We can focus our efforts by using the safety and reliability data presented in our Barriers to Safe Access and Reliable Access sections to see how these transportation issues intersect with our most cost burdened communities. For example, the City of Poughkeepsie’s Northside and Middle Main areas are home to intersections and streets with very high crash rates; the northern part of the City of Beacon is home to severe traffic congestion; and the Village of Rhinebeck has limited bus service. We can use this knowledge to shape our policies and target our investments to improve the location affordability of these areas.
Based on this analysis, our role could include the following:
- Work with County Planning to promote housing that supports mixed incomes and mixed uses and encourage those projects to provide walking, bicycling, and transit connections, which help reduce transportation costs.
- Reduce transportation safety and reliability issues across the county, regardless of the form of travel, with a focus on our most cost burdened communities.
- Evaluate and rethink transit services to best meet local needs, particularly in our most cost burdened communities.
- Target future transportation investment, especially for walking, bicycling, and transit infrastructure, with a focus on our most cost burdened communities.
- Maintain transportation infrastructure, especially for walking, bicycling, and transit, focusing on our most cost burdened communities.
- Promote housing opportunities near existing or proposed bus routes and rail stations.
- Encourage the deployment of electric vehicle infrastructure to reduce transportation energy costs.
- Consider access to housing, especially in our most cost burdened communities, when evaluating potential safety and congestion-related improvements. Provide additional weight for projects that improve access to basic needs in our project selection criteria.
See our Barriers to Basic Needs Map for areas with housing cost burdens.
A NOTE ON OUR METHODOLOGY...
You’ll notice that our discussion of housing barriers looks a little different than our barriers analyses on access to education, goods and services, and recreation. This is a function of the data available to us. Despite limited data, we wanted to evaluate affordability and determine how we can address those challenges. See our Methodology document for more information.
HOUSING AFFORDABILITY IN DUTCHESS
In Dutchess County, almost 40% of households spend 30% or more of their income on housing – the generally accepted upper limit a household should spend on housing.
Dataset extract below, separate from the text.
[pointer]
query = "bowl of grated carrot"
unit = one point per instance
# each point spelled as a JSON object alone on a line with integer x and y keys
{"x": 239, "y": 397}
Lower income households are especially likely to be cost burdened: more than 80% of county households making $20,000-$34,999 annually spend 30% or more of their income on housing, compared to only 13% of households making over $75,000.
|Municipality||Cost Burdened Households||Percent of Municipality|
|Red Hook Village||384||47%|
*Includes Village of Millerton
**Includes Village of Tivoli
ANOTHER WAY TO LOOK AT AFFORDABILITY
HUD maintains a Location Affordability Index that uses a model based on ACS data to estimate housing costs. Though we found this index too detailed for our purposes, it did provide insight on how affordability relates to family type. The index showed that every census tract in Dutchess County had a housing cost burden for at least one family type. Three family types in particular – single-parents, retired couples, and very low-income individuals – experienced housing cost burdens in most, if not all, parts of the county.
"Our young adult daughter lives with us. Because of health issues, she does not drive. She wants to find full-time work but will have to move where there is affordable housing, public transportation, and access to her health services."